Por uma nova solidariedade

José Domingues Rodrigues, LOC/MTC

Vive-se actualmente em Portugal, por toda a Europa e em muitas outras partes do Mundo uma situação económica e financeira como já há muitas décadas não se via. Eu penso que não vivemos só uma crise económica, mas também uma crise de confiança e de esperança, o que nos leva a uma baixa auto-estima para reagir face às adversidades.

Cultiva-se uma cultura do eu, mesmo que vivamos, por vezes em grupo, estamos sempre situados no eu, que nos leva ao individualismo e ao egoísmo. É muito pouco aquilo que motiva    as pessoas, tendo presente todos os dias as dificuldades criadas pela crise económica.

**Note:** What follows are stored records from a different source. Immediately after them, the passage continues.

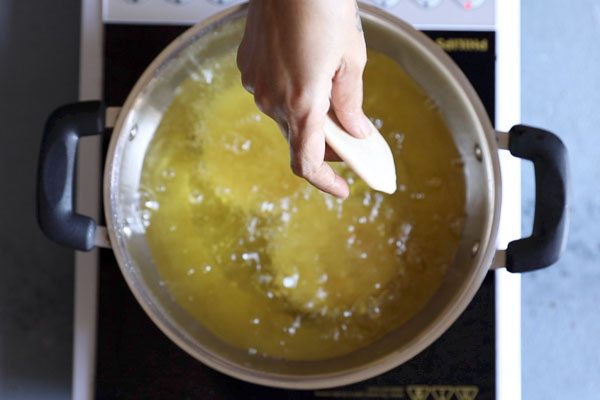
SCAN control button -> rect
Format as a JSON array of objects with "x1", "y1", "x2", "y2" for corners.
[
  {"x1": 371, "y1": 0, "x2": 400, "y2": 8},
  {"x1": 415, "y1": 0, "x2": 442, "y2": 8},
  {"x1": 456, "y1": 0, "x2": 485, "y2": 10}
]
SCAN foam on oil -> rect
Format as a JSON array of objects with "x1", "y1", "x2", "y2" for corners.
[{"x1": 139, "y1": 51, "x2": 465, "y2": 360}]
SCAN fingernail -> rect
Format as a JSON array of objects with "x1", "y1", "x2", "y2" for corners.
[{"x1": 359, "y1": 117, "x2": 373, "y2": 139}]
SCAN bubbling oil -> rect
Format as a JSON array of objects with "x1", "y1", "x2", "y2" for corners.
[{"x1": 139, "y1": 51, "x2": 465, "y2": 360}]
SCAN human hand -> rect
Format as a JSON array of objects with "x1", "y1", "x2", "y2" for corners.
[{"x1": 237, "y1": 0, "x2": 371, "y2": 198}]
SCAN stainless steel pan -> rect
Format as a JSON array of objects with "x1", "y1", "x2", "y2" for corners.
[{"x1": 38, "y1": 6, "x2": 568, "y2": 389}]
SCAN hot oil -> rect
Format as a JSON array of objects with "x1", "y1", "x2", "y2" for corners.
[{"x1": 141, "y1": 51, "x2": 465, "y2": 360}]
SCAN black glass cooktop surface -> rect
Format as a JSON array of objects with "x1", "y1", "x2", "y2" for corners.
[{"x1": 95, "y1": 25, "x2": 495, "y2": 400}]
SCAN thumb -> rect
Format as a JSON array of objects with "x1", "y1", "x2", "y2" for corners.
[{"x1": 331, "y1": 59, "x2": 371, "y2": 139}]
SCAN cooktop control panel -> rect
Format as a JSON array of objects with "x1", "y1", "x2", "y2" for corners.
[{"x1": 103, "y1": 0, "x2": 494, "y2": 30}]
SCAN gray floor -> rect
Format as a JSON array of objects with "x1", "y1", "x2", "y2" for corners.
[
  {"x1": 0, "y1": 0, "x2": 600, "y2": 400},
  {"x1": 522, "y1": 0, "x2": 600, "y2": 400}
]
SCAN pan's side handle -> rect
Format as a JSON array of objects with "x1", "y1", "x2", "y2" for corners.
[
  {"x1": 505, "y1": 125, "x2": 569, "y2": 272},
  {"x1": 37, "y1": 101, "x2": 106, "y2": 251}
]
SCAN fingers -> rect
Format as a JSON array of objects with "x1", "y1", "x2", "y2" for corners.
[
  {"x1": 290, "y1": 116, "x2": 350, "y2": 199},
  {"x1": 325, "y1": 143, "x2": 342, "y2": 161},
  {"x1": 331, "y1": 56, "x2": 371, "y2": 138}
]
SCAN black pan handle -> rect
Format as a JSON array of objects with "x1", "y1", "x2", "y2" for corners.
[
  {"x1": 37, "y1": 101, "x2": 105, "y2": 251},
  {"x1": 506, "y1": 125, "x2": 569, "y2": 272}
]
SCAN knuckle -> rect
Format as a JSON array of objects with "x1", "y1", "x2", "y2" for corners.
[
  {"x1": 286, "y1": 89, "x2": 313, "y2": 113},
  {"x1": 291, "y1": 158, "x2": 317, "y2": 180}
]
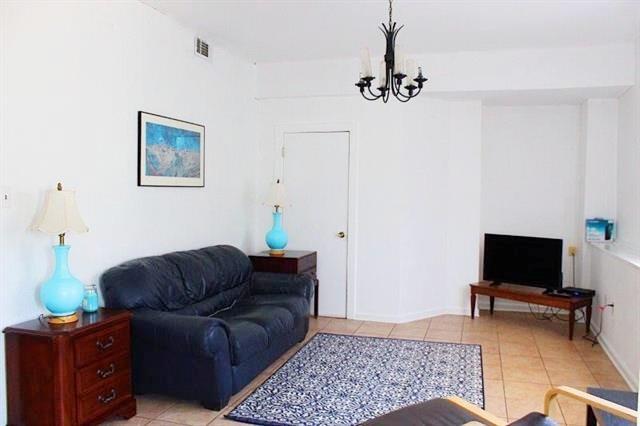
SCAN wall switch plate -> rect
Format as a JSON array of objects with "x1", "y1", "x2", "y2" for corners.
[{"x1": 0, "y1": 186, "x2": 13, "y2": 209}]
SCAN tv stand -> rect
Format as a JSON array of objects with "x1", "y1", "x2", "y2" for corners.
[{"x1": 469, "y1": 281, "x2": 593, "y2": 340}]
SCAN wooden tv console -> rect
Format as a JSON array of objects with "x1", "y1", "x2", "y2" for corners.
[{"x1": 469, "y1": 281, "x2": 593, "y2": 340}]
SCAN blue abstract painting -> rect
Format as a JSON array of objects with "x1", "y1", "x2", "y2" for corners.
[
  {"x1": 138, "y1": 111, "x2": 205, "y2": 187},
  {"x1": 145, "y1": 122, "x2": 201, "y2": 178}
]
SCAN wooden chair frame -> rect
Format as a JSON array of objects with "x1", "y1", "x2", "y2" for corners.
[{"x1": 446, "y1": 386, "x2": 639, "y2": 426}]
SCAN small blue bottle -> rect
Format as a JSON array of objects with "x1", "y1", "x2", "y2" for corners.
[{"x1": 82, "y1": 284, "x2": 98, "y2": 312}]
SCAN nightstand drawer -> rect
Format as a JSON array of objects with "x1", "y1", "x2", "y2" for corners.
[
  {"x1": 76, "y1": 352, "x2": 131, "y2": 395},
  {"x1": 73, "y1": 322, "x2": 130, "y2": 367},
  {"x1": 78, "y1": 374, "x2": 131, "y2": 424}
]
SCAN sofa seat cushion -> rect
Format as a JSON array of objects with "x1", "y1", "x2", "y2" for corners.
[
  {"x1": 216, "y1": 304, "x2": 294, "y2": 365},
  {"x1": 242, "y1": 294, "x2": 309, "y2": 320}
]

Concretamente os políticos, os agentes sociais e outros poderes, como a comunicação social, têm sido pouco sérios, pouco honestos, no que dizem e no que fazem.

Ultimamente não se tem respeitado os trabalhadores e as organizações que os representam, pelo facto das suas vozes e pareceres não serem tidos em conta. Em nome de uma maior estabilidade económica impõem-se medidas e esquece-se o diálogo social. É importante que as forças de poder nos ouçam quando decidem. O que se vê é que o povo só conta nas eleições.

Estas são razões muito fortes para que os trabalhadores e o povo em geral se divorcie, se alheie da vida e se desinteresse de participar na procura de alternativas para um novo modelo de desenvolvimento. Não se podem criar hábitos novos nem paradigmas de vida diferente, quando os testemunhos são o contrário do que se diz e se proclama. Globalizaram as nossas vidas sem nos explicarem muito bem o que era e como era. “A sociedade cada vez mais globalizada torna-nos vizinhos, mas não nos faz irmãos.” (Caridade na Verdade nº 19)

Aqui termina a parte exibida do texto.